How would you answer? Discuss with a neighbor.

4. Histograms

Earlier, we computed the average pay among the CEOs in our 102-CEO dataset. The average doesn't tell us everything about the amounts CEOs are paid, though. Maybe just a few CEOs make the bulk of the money, even among these 102.

We can use a histogram to display more information about a set of numbers. The table method hist takes a single argument, the name of a column of numbers. It produces a histogram of the numbers in that column.

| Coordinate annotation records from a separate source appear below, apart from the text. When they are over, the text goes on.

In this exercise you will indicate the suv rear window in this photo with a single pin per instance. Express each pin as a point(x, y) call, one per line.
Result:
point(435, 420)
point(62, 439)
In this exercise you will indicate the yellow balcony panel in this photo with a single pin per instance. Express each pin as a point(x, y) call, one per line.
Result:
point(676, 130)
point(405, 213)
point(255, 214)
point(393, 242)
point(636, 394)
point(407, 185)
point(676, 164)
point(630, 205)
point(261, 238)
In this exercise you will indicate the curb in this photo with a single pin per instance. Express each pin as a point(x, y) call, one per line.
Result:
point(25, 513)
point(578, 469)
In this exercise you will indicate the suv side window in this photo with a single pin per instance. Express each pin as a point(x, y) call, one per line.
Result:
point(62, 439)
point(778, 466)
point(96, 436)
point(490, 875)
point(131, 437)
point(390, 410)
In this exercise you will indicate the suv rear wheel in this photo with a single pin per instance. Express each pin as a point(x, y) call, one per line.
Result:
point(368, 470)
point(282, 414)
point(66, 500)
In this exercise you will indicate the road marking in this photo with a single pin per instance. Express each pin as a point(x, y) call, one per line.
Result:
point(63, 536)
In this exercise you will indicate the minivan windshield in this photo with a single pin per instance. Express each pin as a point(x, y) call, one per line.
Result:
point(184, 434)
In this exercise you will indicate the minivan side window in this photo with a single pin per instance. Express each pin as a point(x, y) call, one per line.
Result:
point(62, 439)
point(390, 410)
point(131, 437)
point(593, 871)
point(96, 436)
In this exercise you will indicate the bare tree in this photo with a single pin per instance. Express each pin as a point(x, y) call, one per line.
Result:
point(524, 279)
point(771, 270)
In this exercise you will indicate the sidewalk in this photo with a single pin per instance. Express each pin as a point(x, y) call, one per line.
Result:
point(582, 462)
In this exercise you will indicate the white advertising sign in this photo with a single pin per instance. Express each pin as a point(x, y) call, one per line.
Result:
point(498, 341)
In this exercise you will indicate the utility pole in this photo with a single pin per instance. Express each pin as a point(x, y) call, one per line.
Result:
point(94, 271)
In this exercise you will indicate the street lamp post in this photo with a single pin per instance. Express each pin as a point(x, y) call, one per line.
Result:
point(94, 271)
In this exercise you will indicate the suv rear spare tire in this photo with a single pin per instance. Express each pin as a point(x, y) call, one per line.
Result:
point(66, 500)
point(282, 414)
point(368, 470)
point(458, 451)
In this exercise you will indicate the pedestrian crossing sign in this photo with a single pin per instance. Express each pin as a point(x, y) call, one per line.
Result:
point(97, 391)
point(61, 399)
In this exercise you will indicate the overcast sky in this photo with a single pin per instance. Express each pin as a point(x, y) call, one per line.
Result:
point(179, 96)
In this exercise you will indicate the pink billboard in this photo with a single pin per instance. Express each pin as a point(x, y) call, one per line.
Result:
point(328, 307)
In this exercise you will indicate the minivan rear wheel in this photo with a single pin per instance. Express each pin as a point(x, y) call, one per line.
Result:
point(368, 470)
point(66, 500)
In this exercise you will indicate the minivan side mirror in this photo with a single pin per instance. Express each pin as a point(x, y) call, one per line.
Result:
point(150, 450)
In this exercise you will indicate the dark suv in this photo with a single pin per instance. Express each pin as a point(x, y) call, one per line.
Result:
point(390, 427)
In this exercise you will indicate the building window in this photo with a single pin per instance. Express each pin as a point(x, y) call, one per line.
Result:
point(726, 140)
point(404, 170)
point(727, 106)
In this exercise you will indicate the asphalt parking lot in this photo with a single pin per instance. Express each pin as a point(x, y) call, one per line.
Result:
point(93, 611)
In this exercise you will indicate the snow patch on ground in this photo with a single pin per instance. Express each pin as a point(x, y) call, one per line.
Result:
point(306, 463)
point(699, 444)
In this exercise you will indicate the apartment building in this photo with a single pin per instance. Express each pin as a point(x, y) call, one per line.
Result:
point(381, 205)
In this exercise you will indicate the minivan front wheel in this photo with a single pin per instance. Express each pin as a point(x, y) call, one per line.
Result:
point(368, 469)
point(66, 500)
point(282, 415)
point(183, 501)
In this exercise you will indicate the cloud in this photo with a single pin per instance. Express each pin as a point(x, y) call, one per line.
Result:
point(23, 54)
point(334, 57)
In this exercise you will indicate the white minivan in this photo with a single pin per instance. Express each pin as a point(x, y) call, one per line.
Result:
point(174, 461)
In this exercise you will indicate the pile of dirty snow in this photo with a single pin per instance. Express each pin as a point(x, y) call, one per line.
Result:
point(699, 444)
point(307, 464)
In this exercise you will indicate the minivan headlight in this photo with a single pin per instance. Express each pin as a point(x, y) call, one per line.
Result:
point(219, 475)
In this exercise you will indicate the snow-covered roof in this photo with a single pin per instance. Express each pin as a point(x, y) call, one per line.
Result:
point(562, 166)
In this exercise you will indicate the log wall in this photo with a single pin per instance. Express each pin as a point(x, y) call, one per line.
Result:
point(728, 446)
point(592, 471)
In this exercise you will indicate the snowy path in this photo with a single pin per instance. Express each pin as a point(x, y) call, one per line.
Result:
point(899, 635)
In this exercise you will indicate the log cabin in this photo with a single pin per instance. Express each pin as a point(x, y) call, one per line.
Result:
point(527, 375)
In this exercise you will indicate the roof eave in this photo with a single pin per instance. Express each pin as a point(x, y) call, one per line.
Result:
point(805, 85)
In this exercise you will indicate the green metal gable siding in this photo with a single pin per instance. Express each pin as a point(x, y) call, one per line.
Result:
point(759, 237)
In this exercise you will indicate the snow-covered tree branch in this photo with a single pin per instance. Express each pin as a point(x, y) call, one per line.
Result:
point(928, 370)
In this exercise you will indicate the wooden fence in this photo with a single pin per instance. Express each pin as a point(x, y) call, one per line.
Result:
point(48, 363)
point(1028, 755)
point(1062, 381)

Question 1. Make a histogram of the pay of the CEOs in compensation.


In [ ]:
...

Question 2. Looking at the histogram, how many CEOs made more than \$30 million? (Answer the question by filling in your answer manually. You'll have to do a bit of arithmetic; feel free to use Python as a calculator.)


In [ ]:
num_ceos_more_than_30_million = ...

Question 3. Answer the same question with code. Hint: Use the table method where and the property num_rows.


In [ ]:
num_ceos_more_than_30_million_2 = ...
num_ceos_more_than_30_million_2

In [ ]:
_ = tests.grade('q4_3')

Question 4. Do most CEOs make around the same amount, or are there some who make a lot more than the rest? Discuss with someone near you.

5. Randomness

Data scientists also have to be able to understand randomness. For example, they have to be able to assign individuals to treatment and control groups at random, and then try to say whether any observed differences in the outcomes of the two groups are simply due to the random assignment or genuinely due to the treatment.

To start off, we will use Python to make choices at random. In numpy there is a sub-module called random that contains many functions that involve random selection. One of these functions is called choice. It picks one item at random from an array, and it is equally likely to pick any of the items. The function call is np.random.choice(array_name), where array_name is the name of the array from which to make the choice. Thus the following code evaluates to treatment with chance 50%, and control with chance 50%. Run the next code block several times and see what happens.


In [ ]:
two_groups = make_array('treatment', 'control')
np.random.choice(two_groups)

The big difference between the code above and all the other code we have run thus far is that the code above doesn't always return the same value. It can return either treatment or control, and we don't know ahead of time which one it will pick. We can repeat the process by providing a second argument, the number of times to repeat the process. In the choice function we just used, we can add an optional second argument that tells the function how many times to make a random selection. Try it below:


In [ ]:
np.random.choice(two_groups, 10)

If we wanted to determine whether the random choice made by the function random is really fair, we could make a random selection a bunch of times and then count how often each selection shows up. In the next few code blocks, write some code that calls the choice function on the two_groups array one thousand times. Then, print out the percentage of occurrences for each of treatment and control. A useful function called Counter will be helpful; look at the code comments to see how it works!


In [ ]:
# replace ... with code that will run the 'choice' function 1000 times;
# the resulting array of choices will then have the name 'exp_results'
exp_results = ...

In [ ]:
from collections import Counter

Counter(exp_results) 
# the output from Counter tells you how many times 'treatment' and 'control' appear in the array
# produced by 'choice'; run this cell to see the output

In [ ]:
# use the info provided by 'Counter' to print the percentage of times 'treatment' and 'control'
# were selected
print(...) # print percentage for 'treatment' here
print(...) # print percentage for 'control' here

A fundamental question about random events is whether or not they occur. For example:

  • Did an individual get assigned to the treatment group, or not?
  • Is a gambler going to win money, or not?
  • Has a poll made an accurate prediction, or not?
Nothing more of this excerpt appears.